The ratios of food ingredients, such as calcium and phosphorus, vitamin D and calcium, copper and zinc, vitamin E and fats, are important. Phytates in grains and fiber and legumes bind with zinc, calcium, iron, and magnesium and make these critical minerals less available to the body. According to NCR Guidelines, "If the Ca:P ratio exceeds 2:1 or the diet contains significant amounts of phytate, (phosphorus) absorption will decrease.”

Foods with grains therefore need to add more phosphorus to meet the requirements of a dog than a meat based raw diet would. Requiring both to have the same amount of phosphorus doesn't make sense and is potentially harmful. The amount of protein on a label doesn't tell you if the amino acids are in balance with one another or if the protein is in a usable form. High heat and processing can reduce the availability of amino acids, especially lysine, methionine and cysteine.

Many of the required nutrients (and there are over 40) are reactive or labile under the conditions of extrusion and high heat, so AAFCO nutrient profiles have been established to try to make up for this.
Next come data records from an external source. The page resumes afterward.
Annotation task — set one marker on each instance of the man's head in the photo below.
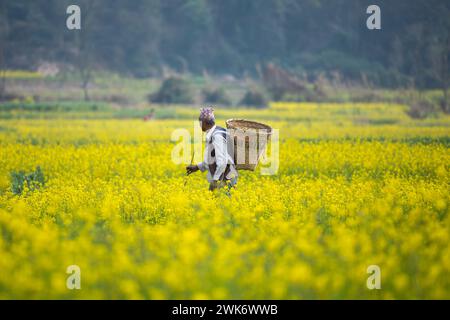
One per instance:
(206, 118)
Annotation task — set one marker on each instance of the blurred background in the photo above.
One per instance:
(135, 54)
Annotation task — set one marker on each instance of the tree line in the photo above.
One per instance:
(306, 37)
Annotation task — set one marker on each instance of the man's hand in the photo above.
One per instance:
(213, 185)
(191, 168)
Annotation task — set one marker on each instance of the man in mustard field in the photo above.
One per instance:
(217, 159)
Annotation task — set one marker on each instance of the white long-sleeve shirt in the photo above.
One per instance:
(215, 141)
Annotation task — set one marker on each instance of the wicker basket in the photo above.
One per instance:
(250, 140)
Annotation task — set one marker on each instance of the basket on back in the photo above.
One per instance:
(250, 140)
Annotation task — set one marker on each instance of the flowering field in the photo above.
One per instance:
(357, 185)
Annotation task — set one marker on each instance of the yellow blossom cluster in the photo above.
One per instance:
(357, 185)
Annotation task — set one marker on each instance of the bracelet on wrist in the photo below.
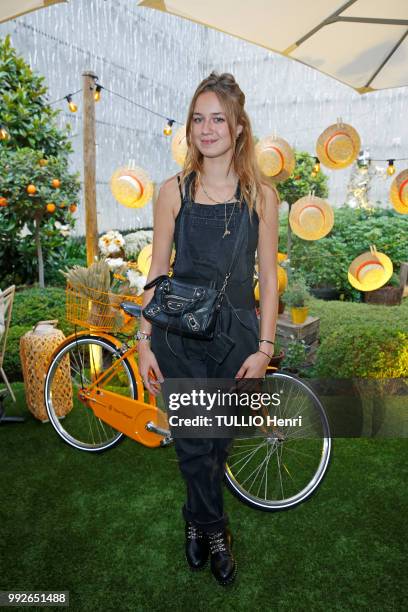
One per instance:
(143, 336)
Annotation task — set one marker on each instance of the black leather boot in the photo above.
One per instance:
(196, 547)
(223, 564)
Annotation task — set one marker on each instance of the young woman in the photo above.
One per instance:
(219, 178)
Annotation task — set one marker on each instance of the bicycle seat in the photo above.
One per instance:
(131, 308)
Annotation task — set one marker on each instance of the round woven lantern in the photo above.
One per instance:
(399, 192)
(179, 146)
(338, 146)
(275, 158)
(370, 270)
(36, 348)
(131, 186)
(311, 218)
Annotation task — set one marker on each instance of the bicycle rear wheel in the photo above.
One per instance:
(82, 357)
(282, 469)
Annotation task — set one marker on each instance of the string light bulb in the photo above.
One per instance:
(4, 135)
(167, 130)
(71, 105)
(391, 167)
(97, 94)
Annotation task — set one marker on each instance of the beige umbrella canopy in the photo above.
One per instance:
(9, 9)
(362, 43)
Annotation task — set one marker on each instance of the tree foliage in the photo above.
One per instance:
(37, 189)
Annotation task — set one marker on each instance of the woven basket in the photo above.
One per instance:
(36, 348)
(97, 309)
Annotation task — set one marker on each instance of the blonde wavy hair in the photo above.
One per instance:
(244, 161)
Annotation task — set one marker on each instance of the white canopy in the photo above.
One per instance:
(9, 9)
(362, 43)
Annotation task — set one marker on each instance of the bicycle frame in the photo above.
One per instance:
(137, 419)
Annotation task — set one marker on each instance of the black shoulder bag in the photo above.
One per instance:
(187, 309)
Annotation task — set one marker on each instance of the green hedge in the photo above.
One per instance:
(361, 340)
(325, 262)
(357, 340)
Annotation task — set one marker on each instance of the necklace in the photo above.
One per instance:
(226, 223)
(226, 232)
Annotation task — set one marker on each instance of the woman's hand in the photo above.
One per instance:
(149, 368)
(254, 366)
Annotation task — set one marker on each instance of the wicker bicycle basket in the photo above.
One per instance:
(99, 310)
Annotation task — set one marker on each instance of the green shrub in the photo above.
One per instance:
(367, 352)
(325, 262)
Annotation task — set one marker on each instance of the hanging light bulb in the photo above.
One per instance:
(167, 130)
(391, 167)
(97, 94)
(4, 135)
(71, 105)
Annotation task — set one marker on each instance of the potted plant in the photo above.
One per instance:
(389, 295)
(296, 296)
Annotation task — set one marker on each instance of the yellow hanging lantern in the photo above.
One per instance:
(131, 186)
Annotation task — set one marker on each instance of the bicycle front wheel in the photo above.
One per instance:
(282, 469)
(79, 361)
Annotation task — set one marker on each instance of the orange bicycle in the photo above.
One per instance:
(97, 373)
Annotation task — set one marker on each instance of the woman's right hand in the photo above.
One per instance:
(149, 368)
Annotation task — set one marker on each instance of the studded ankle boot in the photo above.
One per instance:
(223, 565)
(196, 547)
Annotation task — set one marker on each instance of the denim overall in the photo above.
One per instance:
(203, 256)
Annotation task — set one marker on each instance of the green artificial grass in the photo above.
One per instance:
(108, 528)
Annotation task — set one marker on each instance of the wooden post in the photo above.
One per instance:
(89, 153)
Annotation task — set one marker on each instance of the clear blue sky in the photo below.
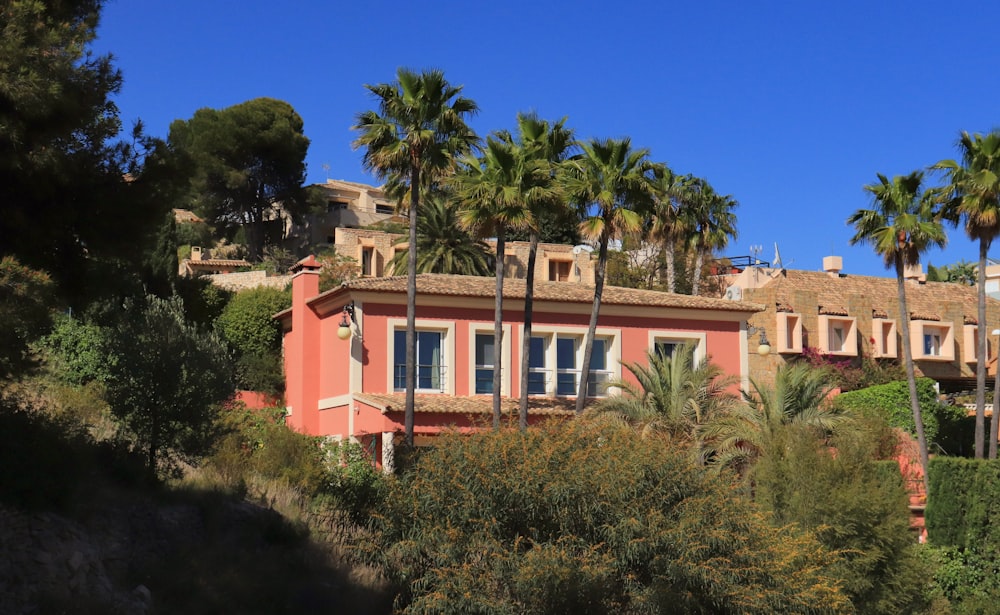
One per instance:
(791, 107)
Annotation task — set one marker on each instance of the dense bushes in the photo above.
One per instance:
(892, 402)
(579, 518)
(962, 509)
(247, 324)
(857, 507)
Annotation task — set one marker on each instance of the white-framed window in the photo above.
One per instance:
(555, 359)
(970, 337)
(666, 343)
(884, 334)
(560, 271)
(481, 357)
(484, 363)
(435, 356)
(838, 335)
(789, 327)
(932, 340)
(367, 260)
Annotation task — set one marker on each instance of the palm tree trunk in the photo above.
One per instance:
(911, 379)
(411, 309)
(981, 358)
(995, 420)
(671, 272)
(529, 298)
(602, 263)
(498, 329)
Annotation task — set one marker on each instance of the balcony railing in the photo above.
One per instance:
(429, 377)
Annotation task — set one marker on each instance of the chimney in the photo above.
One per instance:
(832, 265)
(915, 273)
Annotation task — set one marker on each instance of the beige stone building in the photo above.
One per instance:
(852, 316)
(348, 205)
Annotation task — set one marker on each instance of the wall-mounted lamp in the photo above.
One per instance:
(347, 318)
(764, 348)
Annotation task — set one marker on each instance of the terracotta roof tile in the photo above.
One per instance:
(924, 300)
(570, 292)
(480, 404)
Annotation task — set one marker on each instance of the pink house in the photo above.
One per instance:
(344, 349)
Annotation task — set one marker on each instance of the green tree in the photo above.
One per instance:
(670, 224)
(495, 193)
(799, 396)
(548, 145)
(584, 518)
(674, 394)
(249, 158)
(247, 324)
(72, 194)
(413, 138)
(26, 297)
(856, 507)
(165, 381)
(159, 267)
(900, 226)
(975, 199)
(963, 272)
(443, 245)
(608, 181)
(711, 225)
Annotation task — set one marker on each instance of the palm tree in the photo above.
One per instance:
(675, 394)
(443, 245)
(975, 191)
(548, 145)
(799, 396)
(669, 225)
(900, 226)
(492, 192)
(414, 137)
(609, 180)
(712, 224)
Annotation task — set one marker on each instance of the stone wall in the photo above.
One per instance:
(243, 280)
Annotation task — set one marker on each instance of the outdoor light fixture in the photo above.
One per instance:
(346, 320)
(764, 348)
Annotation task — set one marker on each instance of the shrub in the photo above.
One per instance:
(892, 403)
(856, 507)
(582, 518)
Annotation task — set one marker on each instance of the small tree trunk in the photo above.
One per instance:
(981, 357)
(411, 308)
(669, 258)
(699, 260)
(602, 263)
(529, 297)
(911, 380)
(498, 330)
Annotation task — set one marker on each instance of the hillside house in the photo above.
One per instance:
(849, 316)
(352, 385)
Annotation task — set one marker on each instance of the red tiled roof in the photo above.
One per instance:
(569, 292)
(480, 404)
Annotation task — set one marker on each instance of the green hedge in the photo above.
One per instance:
(892, 402)
(963, 503)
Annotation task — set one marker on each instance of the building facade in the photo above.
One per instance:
(849, 317)
(344, 350)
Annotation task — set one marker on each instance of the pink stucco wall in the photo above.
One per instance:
(323, 372)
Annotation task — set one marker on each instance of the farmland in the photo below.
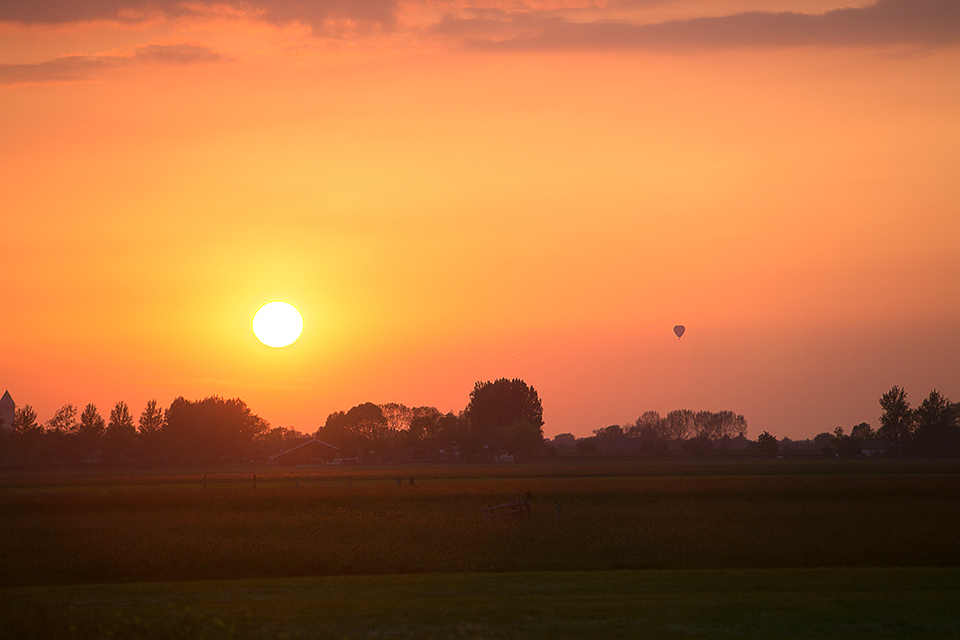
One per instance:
(413, 559)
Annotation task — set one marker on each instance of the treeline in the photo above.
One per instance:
(206, 431)
(930, 430)
(679, 431)
(504, 417)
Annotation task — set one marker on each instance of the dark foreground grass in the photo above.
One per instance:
(743, 604)
(107, 532)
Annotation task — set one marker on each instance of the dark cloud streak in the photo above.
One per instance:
(315, 13)
(77, 68)
(887, 22)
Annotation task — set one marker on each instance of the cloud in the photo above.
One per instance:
(315, 13)
(79, 67)
(885, 23)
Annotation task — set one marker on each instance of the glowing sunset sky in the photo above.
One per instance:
(453, 191)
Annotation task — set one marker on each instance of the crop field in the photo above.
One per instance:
(773, 549)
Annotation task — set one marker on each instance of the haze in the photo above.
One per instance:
(455, 191)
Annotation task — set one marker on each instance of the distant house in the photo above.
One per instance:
(8, 411)
(411, 453)
(312, 451)
(871, 448)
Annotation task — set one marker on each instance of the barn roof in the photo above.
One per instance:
(308, 443)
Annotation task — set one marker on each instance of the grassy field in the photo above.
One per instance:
(826, 549)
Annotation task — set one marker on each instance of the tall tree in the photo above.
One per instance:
(64, 420)
(25, 419)
(151, 419)
(506, 416)
(862, 431)
(121, 434)
(936, 429)
(211, 430)
(679, 424)
(767, 444)
(92, 426)
(897, 418)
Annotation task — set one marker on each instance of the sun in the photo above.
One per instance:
(277, 324)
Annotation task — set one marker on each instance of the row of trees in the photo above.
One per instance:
(208, 430)
(504, 416)
(680, 425)
(931, 429)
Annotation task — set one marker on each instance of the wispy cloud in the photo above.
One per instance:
(80, 67)
(885, 23)
(315, 13)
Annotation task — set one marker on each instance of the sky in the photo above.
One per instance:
(454, 191)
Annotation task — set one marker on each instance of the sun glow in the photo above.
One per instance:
(277, 324)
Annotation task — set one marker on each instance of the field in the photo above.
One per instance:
(746, 549)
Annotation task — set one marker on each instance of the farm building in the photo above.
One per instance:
(8, 410)
(312, 451)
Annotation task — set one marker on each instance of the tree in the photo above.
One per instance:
(936, 429)
(679, 424)
(121, 434)
(767, 444)
(650, 427)
(613, 431)
(25, 419)
(897, 418)
(211, 430)
(151, 419)
(64, 420)
(862, 432)
(92, 426)
(504, 415)
(844, 445)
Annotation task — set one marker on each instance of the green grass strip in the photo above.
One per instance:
(737, 603)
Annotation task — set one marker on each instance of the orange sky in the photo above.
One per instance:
(455, 191)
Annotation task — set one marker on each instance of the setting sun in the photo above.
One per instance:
(277, 324)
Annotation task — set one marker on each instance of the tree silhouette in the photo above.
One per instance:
(91, 429)
(64, 420)
(936, 430)
(767, 444)
(506, 416)
(121, 435)
(897, 419)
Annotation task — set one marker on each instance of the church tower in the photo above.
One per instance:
(8, 409)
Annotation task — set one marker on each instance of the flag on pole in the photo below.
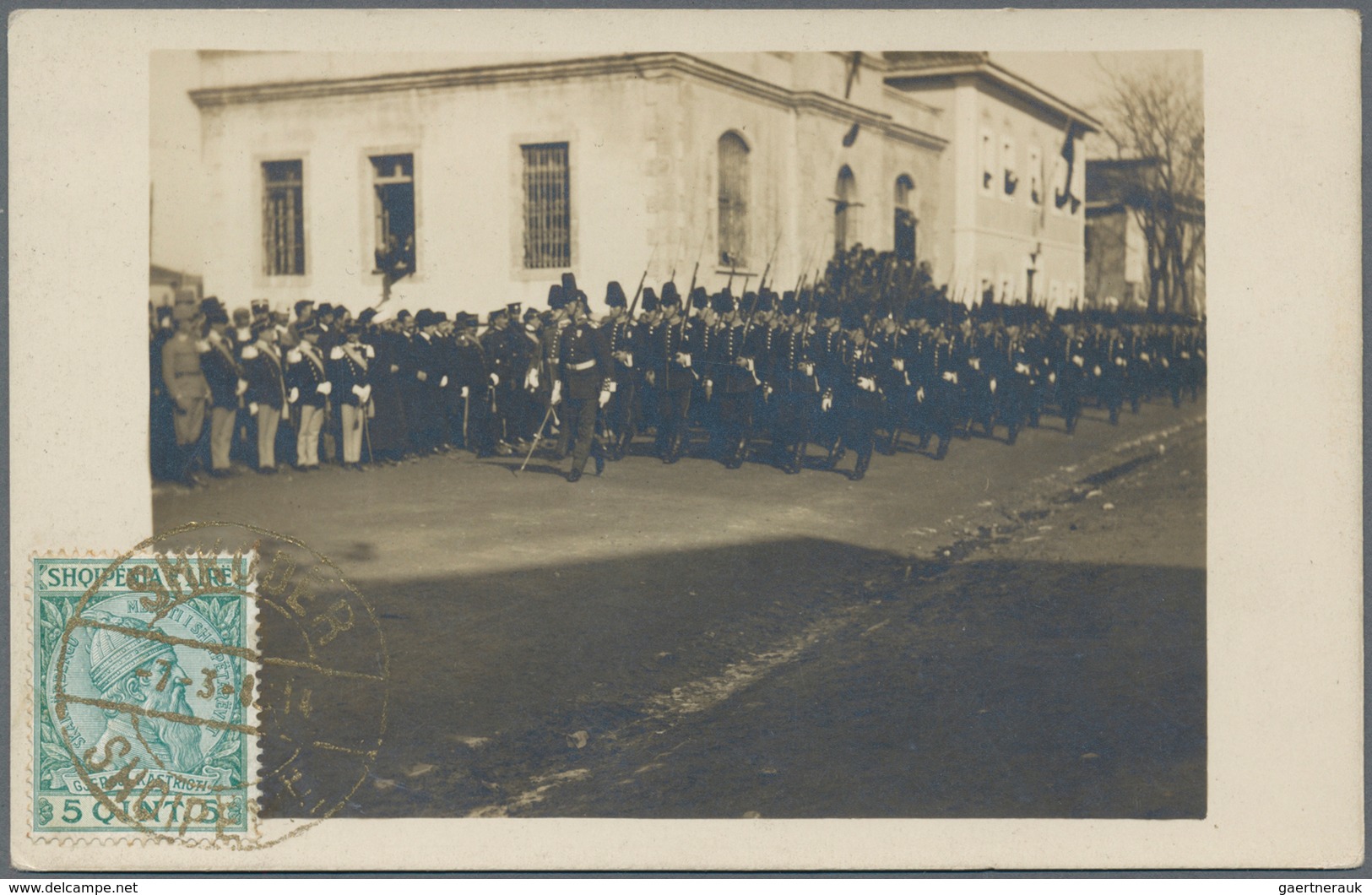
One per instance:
(1068, 165)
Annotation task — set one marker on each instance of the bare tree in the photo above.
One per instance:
(1156, 117)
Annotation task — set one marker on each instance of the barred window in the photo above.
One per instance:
(733, 201)
(283, 219)
(548, 206)
(393, 182)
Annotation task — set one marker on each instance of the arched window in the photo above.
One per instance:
(844, 193)
(733, 201)
(904, 219)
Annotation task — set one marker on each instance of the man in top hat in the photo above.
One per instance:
(309, 388)
(621, 337)
(583, 385)
(350, 364)
(186, 385)
(226, 386)
(670, 372)
(265, 371)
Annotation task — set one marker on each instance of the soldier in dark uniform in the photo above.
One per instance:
(858, 393)
(731, 382)
(388, 434)
(265, 371)
(621, 338)
(226, 385)
(309, 388)
(671, 375)
(583, 381)
(794, 383)
(471, 385)
(350, 374)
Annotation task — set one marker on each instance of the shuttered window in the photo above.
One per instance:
(393, 183)
(733, 201)
(283, 219)
(548, 206)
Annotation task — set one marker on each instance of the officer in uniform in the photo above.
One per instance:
(621, 337)
(309, 392)
(267, 390)
(583, 381)
(350, 372)
(731, 381)
(226, 385)
(671, 375)
(186, 385)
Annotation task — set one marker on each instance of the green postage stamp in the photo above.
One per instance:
(143, 695)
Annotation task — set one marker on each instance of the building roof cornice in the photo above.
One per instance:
(643, 65)
(980, 66)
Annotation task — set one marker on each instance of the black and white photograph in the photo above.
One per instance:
(717, 436)
(685, 441)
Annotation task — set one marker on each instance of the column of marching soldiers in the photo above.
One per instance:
(869, 353)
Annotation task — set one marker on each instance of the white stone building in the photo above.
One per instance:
(491, 175)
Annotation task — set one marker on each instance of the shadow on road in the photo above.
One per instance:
(987, 689)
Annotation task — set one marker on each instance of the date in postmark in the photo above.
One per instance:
(209, 678)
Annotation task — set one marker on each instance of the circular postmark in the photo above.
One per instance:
(213, 675)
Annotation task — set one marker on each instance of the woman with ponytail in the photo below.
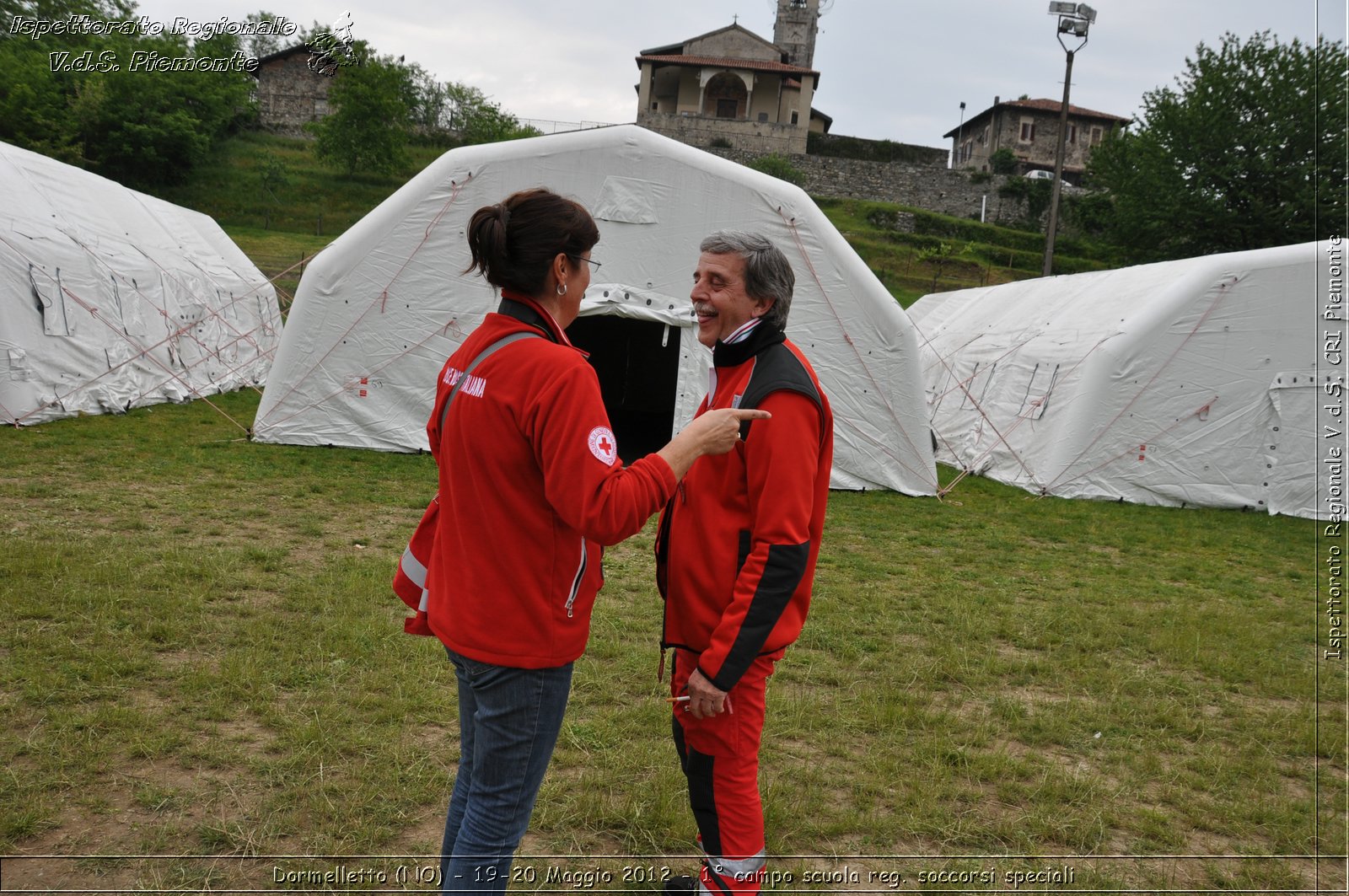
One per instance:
(530, 491)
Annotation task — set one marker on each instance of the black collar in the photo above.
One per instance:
(737, 354)
(523, 312)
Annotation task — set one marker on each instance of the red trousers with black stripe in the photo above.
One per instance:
(719, 757)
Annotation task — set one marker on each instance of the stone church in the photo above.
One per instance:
(734, 88)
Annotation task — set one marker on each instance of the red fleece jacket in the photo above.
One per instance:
(530, 489)
(737, 548)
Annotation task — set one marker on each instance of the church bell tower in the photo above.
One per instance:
(795, 27)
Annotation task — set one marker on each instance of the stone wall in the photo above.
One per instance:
(927, 186)
(290, 94)
(752, 138)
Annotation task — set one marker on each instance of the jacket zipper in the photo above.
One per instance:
(577, 582)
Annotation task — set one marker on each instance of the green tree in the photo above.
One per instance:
(1002, 161)
(1247, 152)
(478, 119)
(779, 166)
(371, 119)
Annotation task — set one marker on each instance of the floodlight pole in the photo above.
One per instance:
(1081, 19)
(1058, 169)
(959, 138)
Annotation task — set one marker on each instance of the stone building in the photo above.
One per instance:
(1031, 130)
(734, 88)
(292, 91)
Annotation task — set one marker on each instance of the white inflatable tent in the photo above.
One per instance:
(379, 309)
(1186, 382)
(118, 300)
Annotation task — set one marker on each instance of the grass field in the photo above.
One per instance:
(202, 662)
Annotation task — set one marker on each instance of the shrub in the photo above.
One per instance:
(780, 168)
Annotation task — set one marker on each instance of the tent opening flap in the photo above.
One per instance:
(638, 374)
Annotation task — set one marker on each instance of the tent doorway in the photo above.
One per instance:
(637, 362)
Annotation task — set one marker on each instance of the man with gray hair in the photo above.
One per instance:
(737, 547)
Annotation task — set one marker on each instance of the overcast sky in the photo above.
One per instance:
(889, 69)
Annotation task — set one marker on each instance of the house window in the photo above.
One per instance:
(726, 96)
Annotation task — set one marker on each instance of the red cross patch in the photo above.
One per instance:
(604, 444)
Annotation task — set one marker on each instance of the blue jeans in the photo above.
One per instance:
(509, 721)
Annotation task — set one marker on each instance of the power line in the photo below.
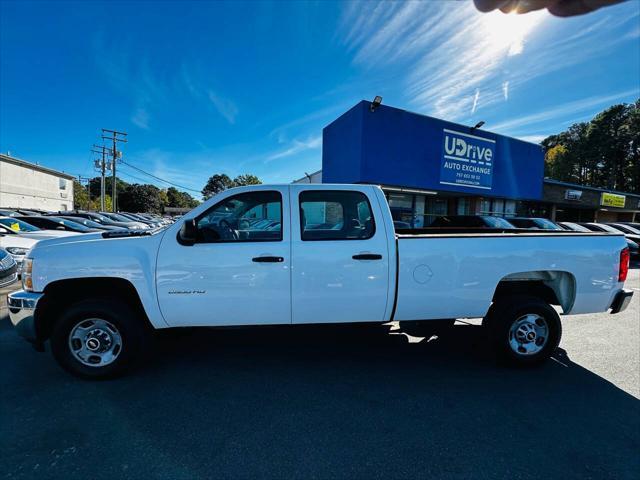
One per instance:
(127, 174)
(158, 178)
(115, 137)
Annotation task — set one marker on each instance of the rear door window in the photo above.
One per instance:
(335, 215)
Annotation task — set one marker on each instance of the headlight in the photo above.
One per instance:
(27, 272)
(17, 250)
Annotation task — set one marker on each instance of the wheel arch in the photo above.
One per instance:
(553, 286)
(62, 293)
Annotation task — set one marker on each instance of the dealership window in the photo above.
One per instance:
(509, 208)
(401, 206)
(246, 217)
(495, 206)
(434, 207)
(335, 215)
(464, 206)
(484, 206)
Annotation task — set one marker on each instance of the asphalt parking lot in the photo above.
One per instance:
(331, 402)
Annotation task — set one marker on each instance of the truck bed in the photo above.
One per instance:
(454, 272)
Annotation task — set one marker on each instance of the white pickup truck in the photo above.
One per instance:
(302, 254)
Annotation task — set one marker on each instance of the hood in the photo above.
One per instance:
(87, 238)
(16, 241)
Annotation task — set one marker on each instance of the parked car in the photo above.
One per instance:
(632, 240)
(4, 212)
(574, 227)
(96, 301)
(27, 230)
(116, 217)
(626, 228)
(57, 224)
(534, 223)
(8, 269)
(635, 225)
(474, 221)
(101, 219)
(135, 218)
(90, 223)
(398, 225)
(603, 227)
(16, 244)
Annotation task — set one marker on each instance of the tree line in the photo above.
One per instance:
(135, 197)
(603, 152)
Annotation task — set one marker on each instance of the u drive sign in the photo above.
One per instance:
(467, 160)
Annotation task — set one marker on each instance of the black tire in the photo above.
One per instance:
(427, 328)
(132, 330)
(504, 314)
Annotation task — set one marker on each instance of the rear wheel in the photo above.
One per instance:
(98, 338)
(523, 330)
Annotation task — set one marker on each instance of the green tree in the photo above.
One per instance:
(179, 199)
(246, 179)
(140, 198)
(217, 183)
(604, 152)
With vitamins, many nutritionists are opposed to using chemically synthesized vitamins, and for good reasons. A natural, whole food vitamin is different from a chemically synthesized vitamin. These differences will affect how the synthetic vitamin is absorbed and utilized by the body.

Ron Carsten, DVM MS, states (The Benefits of Whole Food Nutrition in Veterinary Medicine, Whole Food Nutrition Journal): "Synthetic vitamins and other substances are added (to kibble) in an effort to compensate for this nutrient loss. However, these additives create ongoing metabolic stresses that, coupled
with the limited ingredient selection and processing of foods, leads to situations in which cellular nutritional status can be compromised, causing malnutrition."

We need standards to protect our pets from harmful imbalances, insufficientcies or excesses. When it comes to raw foods however, AAFCO standards may not be a good fit nor do they ensure true nutritional excellence for dogs.

The BARF program of feeding pets goes well beyond the standards laid down by AAFCO, and is much closer to the theoretical ideal of being "Complete and Balanced."

To achieve nutritional soundness and adequacy, it is vitally important to feed as wide a range of whole foods as possible. This principle, in addition to feeding MAXOTA RAW, will ensure that your pet will achieve optimal health and wellness for many years to come.